Je l’ai soupçonné, Isabelle, en apprenant l’affaire. Mais je n’ose pas encore m’en flatter. Il serait par trop étrange qu’un cavalier à peine débarqué à Madrid eût trouvé, en arrivant, une dame qui l’eût pris pour défenseur, qu’il se fût battu pour elle avec un autre cavalier, et que le frère de celui-ci l’eût reçu dans sa maison !… Je n’y croirai pas que je ne l’aie vu.

isabelle.

Pour peu que vous en ayez envie, je sais bien le moyen de le voir.

angela.

Tu es folle… mon appartement est si éloigné du sien !

isabelle.

Il y a, — que cela ne vous effraye pas, — il y a un certain endroit à moi connu par où les deux appartements communiquent.

angela.

Je voudrais voir cela… ne serait-ce que par curiosité. En es-tu bien sûre ?

isabelle.

N’avez-vous donc pas entendu dire que votre frère a fait placer une armoire devant la porte pour la masquer ?

angela.

Je te comprends. Il serait facile, penses-tu, de pratiquer dans le bois un petit trou à travers lequel nous pourrions voir l’hôte.

isabelle.

J’imagine quelque chose qui vaut mieux encore.

angela.

Parle donc.

isabelle.

Pour masquer la porte qu’il y avait là et qui conduisait au jardin, et afin cependant qu’on pût l’ouvrir au besoin, votre frère a fait placer devant, comme je vous disais, une armoire portative. Quoique remplie d’objets de verre, on peut la mouvoir à volonté.

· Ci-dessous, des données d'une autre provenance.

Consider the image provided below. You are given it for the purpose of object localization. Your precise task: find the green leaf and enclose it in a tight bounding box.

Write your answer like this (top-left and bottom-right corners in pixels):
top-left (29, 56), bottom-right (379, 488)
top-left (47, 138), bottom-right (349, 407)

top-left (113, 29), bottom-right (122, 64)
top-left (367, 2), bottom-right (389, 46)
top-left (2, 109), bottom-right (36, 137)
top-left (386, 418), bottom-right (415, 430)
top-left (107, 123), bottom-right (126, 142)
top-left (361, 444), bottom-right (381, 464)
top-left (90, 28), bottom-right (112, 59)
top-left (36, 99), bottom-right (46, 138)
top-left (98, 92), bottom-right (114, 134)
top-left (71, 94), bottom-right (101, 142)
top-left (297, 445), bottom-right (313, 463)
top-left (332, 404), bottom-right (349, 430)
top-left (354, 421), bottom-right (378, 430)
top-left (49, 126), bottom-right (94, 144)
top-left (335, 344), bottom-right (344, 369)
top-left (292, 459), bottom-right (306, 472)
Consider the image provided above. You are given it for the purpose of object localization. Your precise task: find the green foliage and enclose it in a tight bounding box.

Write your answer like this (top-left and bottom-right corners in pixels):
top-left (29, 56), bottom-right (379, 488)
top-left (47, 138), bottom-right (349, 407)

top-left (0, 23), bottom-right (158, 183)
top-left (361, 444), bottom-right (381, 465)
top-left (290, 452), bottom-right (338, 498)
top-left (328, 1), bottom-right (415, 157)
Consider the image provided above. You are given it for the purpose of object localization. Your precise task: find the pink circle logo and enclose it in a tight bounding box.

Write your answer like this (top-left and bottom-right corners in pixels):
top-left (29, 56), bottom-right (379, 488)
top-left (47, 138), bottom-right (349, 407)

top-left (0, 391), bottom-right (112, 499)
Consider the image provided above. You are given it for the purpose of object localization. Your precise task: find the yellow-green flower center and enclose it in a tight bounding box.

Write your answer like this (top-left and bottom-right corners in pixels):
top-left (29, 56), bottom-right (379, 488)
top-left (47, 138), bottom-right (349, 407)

J’en sais personnellement quelque chose : car lorsque je la dressai, et que j’y appliquai les degrés qui sont au bas, la machine se dérangea peu à peu, et à la fin, moi, l’armoire et les degrés, nous tombâmes ensemble à terre. Vous voyez par là que cette armoire ne tient pas fort bien, et il suffirait, madame, qu’on la mît un peu de côté pour pouvoir passer.

angela.

Voilà un bon avis. Mais dis-moi, Isabelle, si pour passer dans cet appartement nous n’avons qu’à enlever l’armoire, est-ce qu’on ne pourra pas en faire autant de l’autre côté ?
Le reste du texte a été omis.